Mon frère... Il était grand, blond. Il avait les yeux verts avec une bordure brune. Ils changeaient de couleur dépendant de ce qu'il portait ou de comment il se sentait. Quand il avait de la peine, ils devenaient verts, verts comme la mer pendant l'orage. Je l'aimais, mon frère. Pendant des années on s'est tenus ensemble, et même si j'avais deux ans de moins que lui, ça ne nous a jamais posé de problème. Même que j'avais l'air plus vieille, puis que des fois les gens me demandaient si c'était mon petit frère. Ça le faisait enrager ! On se ressemblait trop pour que la plupart des gens pensent que j'étais autre chose que sa sœur, mais quand il a eu 18 ans, je me faisais passer pour sa blonde pour rentrer dans les bars. Sa blonde ! Il en a eu, quelques-unes, des blondes, mais ça n'a jamais duré longtemps. Puis on recommençait à aller voir toutes sortes de spectacles et à essayer des restaurants flyés. On a même fait des voyages. On est allés en Nouvelle-Écosse, à New York, on est allés skier dans les Rocheuses, on est allés en Floride, en Angleterre, aux Îles de la Madeleine...
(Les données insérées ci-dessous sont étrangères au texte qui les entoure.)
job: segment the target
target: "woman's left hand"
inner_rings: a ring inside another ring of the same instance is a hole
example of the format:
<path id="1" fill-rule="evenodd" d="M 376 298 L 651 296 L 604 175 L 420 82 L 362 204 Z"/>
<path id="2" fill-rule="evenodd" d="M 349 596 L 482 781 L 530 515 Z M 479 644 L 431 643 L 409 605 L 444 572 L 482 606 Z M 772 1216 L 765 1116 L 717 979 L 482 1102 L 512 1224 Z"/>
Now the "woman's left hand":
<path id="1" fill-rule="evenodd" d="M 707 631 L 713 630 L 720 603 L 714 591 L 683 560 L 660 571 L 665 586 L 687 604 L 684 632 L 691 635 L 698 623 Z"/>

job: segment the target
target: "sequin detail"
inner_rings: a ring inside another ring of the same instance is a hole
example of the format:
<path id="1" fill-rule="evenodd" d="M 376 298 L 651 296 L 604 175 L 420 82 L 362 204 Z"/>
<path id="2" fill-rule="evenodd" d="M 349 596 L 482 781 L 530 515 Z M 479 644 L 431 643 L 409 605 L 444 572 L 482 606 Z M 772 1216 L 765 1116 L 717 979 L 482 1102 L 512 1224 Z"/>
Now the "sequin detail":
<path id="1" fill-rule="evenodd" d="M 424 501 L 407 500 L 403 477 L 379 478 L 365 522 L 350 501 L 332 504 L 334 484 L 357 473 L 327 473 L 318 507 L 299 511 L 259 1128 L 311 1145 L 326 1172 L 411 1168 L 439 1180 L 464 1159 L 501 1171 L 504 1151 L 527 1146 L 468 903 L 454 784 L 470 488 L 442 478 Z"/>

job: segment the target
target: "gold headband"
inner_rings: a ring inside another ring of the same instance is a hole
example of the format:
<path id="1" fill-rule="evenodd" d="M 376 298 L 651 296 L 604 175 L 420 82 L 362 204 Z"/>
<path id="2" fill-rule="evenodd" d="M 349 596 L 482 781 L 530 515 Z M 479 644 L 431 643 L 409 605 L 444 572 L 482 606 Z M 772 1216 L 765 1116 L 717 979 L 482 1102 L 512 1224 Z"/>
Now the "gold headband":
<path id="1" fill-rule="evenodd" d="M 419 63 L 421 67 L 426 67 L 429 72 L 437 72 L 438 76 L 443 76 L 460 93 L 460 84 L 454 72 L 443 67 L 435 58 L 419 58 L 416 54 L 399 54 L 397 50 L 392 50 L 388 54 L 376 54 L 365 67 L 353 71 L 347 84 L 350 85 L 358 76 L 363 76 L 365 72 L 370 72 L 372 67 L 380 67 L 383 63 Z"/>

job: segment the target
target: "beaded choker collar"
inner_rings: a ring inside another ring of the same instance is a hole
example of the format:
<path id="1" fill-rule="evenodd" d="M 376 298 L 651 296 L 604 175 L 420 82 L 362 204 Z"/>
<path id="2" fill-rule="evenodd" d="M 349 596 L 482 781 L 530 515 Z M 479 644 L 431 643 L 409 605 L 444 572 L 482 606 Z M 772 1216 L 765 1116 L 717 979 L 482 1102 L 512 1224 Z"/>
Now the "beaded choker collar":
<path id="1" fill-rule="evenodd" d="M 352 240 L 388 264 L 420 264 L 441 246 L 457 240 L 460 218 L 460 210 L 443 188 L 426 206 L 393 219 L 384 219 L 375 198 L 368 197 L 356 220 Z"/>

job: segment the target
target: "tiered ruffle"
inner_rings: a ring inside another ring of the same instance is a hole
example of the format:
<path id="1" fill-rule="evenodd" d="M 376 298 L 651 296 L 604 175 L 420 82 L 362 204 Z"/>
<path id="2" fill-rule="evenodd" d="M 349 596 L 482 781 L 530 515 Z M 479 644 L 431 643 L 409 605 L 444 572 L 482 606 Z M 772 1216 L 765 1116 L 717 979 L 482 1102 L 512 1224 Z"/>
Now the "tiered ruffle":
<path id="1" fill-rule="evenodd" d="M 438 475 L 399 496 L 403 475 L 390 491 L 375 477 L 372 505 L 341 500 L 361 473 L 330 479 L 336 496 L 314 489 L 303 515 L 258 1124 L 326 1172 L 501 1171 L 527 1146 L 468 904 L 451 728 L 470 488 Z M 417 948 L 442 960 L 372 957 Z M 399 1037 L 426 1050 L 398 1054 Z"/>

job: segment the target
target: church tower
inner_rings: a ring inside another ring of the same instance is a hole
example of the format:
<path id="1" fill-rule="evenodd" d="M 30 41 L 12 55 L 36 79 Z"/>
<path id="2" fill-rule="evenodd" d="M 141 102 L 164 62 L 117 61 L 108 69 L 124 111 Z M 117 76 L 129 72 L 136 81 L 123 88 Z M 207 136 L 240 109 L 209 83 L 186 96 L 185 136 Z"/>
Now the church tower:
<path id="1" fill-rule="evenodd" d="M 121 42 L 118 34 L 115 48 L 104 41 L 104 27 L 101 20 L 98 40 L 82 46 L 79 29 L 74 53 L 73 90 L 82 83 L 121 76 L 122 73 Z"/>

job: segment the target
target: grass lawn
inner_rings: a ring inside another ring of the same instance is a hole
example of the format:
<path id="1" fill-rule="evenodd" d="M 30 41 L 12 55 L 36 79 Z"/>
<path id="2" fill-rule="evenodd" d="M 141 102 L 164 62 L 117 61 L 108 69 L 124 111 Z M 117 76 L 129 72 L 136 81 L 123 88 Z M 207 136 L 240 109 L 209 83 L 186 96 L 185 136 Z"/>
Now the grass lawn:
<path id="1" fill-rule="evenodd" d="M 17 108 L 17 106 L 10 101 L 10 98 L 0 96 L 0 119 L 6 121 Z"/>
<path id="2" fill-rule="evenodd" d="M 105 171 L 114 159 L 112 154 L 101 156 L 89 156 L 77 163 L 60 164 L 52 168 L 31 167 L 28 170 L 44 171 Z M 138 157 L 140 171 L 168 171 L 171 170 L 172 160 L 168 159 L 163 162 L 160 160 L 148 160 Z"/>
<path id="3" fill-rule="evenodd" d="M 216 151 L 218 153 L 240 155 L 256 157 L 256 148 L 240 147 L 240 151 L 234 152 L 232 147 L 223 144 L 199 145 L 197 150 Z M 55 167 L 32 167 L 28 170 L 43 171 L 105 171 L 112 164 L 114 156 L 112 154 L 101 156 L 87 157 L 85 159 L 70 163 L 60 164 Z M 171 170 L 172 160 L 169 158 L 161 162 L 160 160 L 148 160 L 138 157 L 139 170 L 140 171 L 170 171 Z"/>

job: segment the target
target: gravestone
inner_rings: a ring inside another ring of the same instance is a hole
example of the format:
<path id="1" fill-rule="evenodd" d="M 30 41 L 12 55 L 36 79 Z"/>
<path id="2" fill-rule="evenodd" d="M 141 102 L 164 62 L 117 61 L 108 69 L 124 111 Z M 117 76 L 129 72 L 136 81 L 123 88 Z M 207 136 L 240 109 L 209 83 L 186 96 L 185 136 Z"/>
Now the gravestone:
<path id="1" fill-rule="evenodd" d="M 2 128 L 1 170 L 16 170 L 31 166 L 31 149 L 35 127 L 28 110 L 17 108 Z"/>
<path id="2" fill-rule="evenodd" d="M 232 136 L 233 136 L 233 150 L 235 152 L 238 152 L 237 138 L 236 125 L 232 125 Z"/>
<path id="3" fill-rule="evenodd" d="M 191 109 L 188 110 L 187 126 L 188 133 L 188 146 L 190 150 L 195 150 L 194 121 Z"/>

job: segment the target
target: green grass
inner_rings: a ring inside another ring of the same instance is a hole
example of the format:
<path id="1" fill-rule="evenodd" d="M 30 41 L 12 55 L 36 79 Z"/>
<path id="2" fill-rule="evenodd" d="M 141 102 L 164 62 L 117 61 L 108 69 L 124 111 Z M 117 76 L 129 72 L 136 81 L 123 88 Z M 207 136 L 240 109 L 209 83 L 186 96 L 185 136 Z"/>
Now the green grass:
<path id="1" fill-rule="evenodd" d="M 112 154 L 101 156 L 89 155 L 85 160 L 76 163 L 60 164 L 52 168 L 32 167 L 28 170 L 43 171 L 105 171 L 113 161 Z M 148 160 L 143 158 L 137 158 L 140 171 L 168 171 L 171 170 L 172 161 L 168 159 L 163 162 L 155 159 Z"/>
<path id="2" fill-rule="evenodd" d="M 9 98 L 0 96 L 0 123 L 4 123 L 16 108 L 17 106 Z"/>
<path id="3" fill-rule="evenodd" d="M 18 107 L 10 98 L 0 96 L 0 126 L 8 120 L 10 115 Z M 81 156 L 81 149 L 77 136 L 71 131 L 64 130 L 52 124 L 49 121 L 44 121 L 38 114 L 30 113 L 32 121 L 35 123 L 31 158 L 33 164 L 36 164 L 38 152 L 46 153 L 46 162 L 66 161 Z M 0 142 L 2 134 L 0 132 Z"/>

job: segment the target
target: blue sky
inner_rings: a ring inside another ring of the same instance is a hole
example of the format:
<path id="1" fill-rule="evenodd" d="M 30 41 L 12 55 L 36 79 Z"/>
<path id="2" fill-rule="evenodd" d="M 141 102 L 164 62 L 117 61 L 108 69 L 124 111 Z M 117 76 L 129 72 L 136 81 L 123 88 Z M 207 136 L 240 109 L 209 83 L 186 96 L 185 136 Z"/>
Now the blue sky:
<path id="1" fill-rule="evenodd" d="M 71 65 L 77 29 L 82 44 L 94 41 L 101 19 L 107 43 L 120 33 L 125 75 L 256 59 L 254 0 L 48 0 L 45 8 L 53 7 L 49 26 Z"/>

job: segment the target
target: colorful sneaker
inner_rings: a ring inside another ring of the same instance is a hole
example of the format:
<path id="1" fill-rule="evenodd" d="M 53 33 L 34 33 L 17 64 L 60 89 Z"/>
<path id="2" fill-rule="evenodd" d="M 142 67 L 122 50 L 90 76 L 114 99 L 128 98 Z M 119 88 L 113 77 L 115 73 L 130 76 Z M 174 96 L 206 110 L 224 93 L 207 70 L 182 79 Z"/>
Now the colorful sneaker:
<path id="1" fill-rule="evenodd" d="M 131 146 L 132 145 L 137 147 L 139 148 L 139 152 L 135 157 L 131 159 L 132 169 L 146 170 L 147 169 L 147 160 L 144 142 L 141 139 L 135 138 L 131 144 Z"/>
Ça a été un beau voyage, les Îles. On a pris le traversier à l'Île du Prince-Édouard, puis on s'est pris une chambre, face à la mer. On est allés en randonnée pédestre et à la pêche aux moules. Puis on a suivi des cours de voile. Je pense que c'est là qu'il est vraiment tombé en amour avec la mer. Il allait au port, tous les jours, pour suivre ses cours. Moi aussi, j'aimais ça, mais il était bien meilleur que moi. Comme s'il était né pour être marin. Quand il est revenu, cet été-là, il a décidé de ne pas terminer ses études. Il lui restait seulement un an à faire avant d'avoir son diplôme en médecine. Il est allé suivre toutes sortes de cours sur les bateaux, la voile, la navigation, la mer... et plein d'autres choses. Puis, au bout d'un an, il a décidé de se construire un bateau. Il s'est monté un grand hangar dans la cour, et il a commencé. Il travaillait bien. J'allais l'aider quand je pouvais, mais le génie c'est pas une branche facile. On l'a bâti, on l'a sablé, peinturé, on a posé les voiles et le moteur d'appoint, on l'a baptisé et on l'a mis à l'eau nous-mêmes. Il devait faire huit mètres de long. Il s'appelait le Goéland, en l'honneur de Jonathan Livingston le goéland, le livre préféré de ma mère. Il n'a pas voulu lui mettre de composantes modernes, sauf le moteur en cas d'urgence et la radio.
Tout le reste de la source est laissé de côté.